Reaction Mechanism, Challenges, and Strategies of High-Energy-Density Sodium-Ion Batteries.
- 2026-01-14
- Advanced science (Weinheim, Baden-Wurttemberg, Germany) 13(10)
- Dan Yu
- Yuxin Cui
- Qinghao Chen
- Lu Gao
- Xia Liu
- Tianci Li
- Wenju Zhu
- Quanxiang Li
- Weimin Kang
- PubMed: 41532653
- DOI: 10.1002/advs.202519427
Study Design
- Type
- Review
Sodium-ion batteries (SIBs) have attracted considerable research interest for large-scale energy storage due to the natural abundance and wide geographic distribution of sodium. Among various cathode materials, conversion-type cathodes have garnered particular attention due to their element richness, high specific capacity, and enhanced safety and reliability.
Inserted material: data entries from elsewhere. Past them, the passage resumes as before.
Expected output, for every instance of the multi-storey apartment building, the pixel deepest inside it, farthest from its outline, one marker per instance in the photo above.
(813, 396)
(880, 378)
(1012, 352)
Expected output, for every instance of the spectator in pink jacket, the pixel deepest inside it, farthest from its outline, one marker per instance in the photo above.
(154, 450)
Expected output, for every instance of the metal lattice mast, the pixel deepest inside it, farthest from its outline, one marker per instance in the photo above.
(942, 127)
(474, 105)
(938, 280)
However, their practical application faces challenges, including huge volume expansion, incomplete reversible conversion reactions, and severe side reactions. This review summarizes the unique advantages and critical issues of conversion-type cathode materials, along with recent advances in various cathodes for SIBs. First, the reaction mechanisms of different conversion-type cathode materials are analyzed and summarized to provide theoretical foundations for practical implementation. Particularly, we propose novel countermeasures addressing common cathode challenges, offering new perspectives for future research on these materials. Notably, composite conversion-type cathodes demonstrate substantial potential as evidenced by their remarkable energy density. Future research should focus on in-depth investigations of reaction mechanisms, modification strategies, and characterization techniques for conversion-type cathodes, thereby advancing the development of high-energy-density cathode materials.